Slow stream static join in Spark Structured Streaming

EDDatabricks
Databricks Partner

Situation

Records are streamed from an input Delta table via a Spark Structured Streaming job. The streaming job performs the following.

  1. Read from input Delta table (readStream)
  2. Static join on small JSON
  3. Static join on big Delta table
  4. Write to three Delta tables using foreachbatch logic

Problem

Step 3 is extremely slow. It takes more than 15 minutes to process a single batch of data using a job compute cluster with 2 Standard_DS3_v2 workers. Moreover, after 2-4 hours the job fails with an Out Of Memory exception. Looking at the metrics tab of the cluster, we notice a data spill to disk happening. The screenshot below shows the data spill.

EDDatabricks_1-1703760391974.png

Code snippets

The code snippet below shows step 3; the static join on the big Delta table.
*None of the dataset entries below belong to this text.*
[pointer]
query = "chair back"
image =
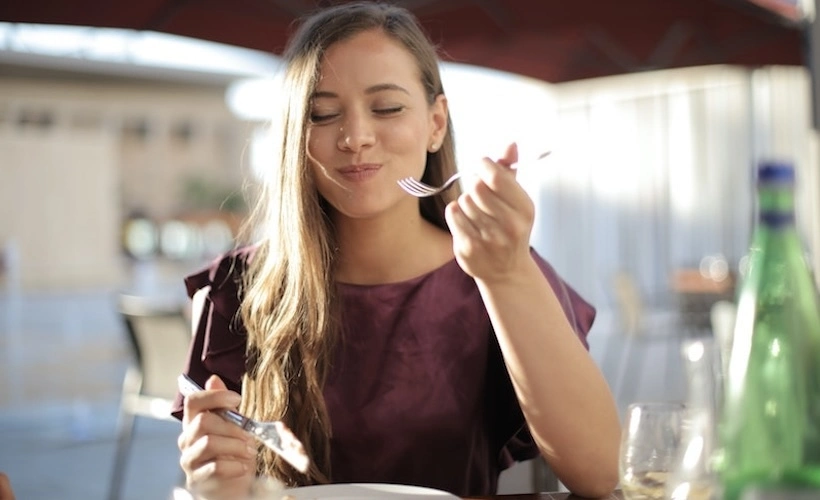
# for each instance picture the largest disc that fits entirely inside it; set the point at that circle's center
(160, 336)
(629, 302)
(722, 318)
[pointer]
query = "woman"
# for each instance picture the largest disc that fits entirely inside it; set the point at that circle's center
(403, 340)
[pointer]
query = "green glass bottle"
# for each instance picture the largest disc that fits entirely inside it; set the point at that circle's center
(770, 421)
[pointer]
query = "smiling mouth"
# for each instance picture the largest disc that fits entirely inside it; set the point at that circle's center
(359, 172)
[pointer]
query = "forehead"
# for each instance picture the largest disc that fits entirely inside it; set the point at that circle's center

In essence, the big Delta table is loaded, de-duplicated and joined to the streaming records. Every time a batch is processed, the big Delta table is re-read, de-duplicated and joined to the batch of streaming records.

# Load big Delta table
big_delta_table = (
    spark.read
    .format('delta')
    .table('big_delta_table ')
)

# De-duplicate big Delta table
c1_id_window = Window.partitionBy('c1').orderBy(F.col('updatedOn').desc())
c1_data = (
    big_delta_table 
    .filter(F.col('c1').isNotNull())
    .withColumn(
        'row_num',
        F.row_number().over(ir_id_window)
    )
    .filter(F.col('row_num') == 1)
    .drop('row_num')
)

# De-duplicate big Delta table
call_sign_id_window = Window.partitionBy('c2').orderBy(F.col('updatedOn').desc())
c2_data = (
    ovr_data
    .filter(F.col('c2').isNotNull() &  F.col('c1').isNull())
    .withColumn(
        'row_num',
        F.row_number().over(call_sign_id_window)
    )
    .filter(F.col('row_num') == 1)
    .drop('row_num')
)

clean_big_delta_table = c1_data.union(c2_data )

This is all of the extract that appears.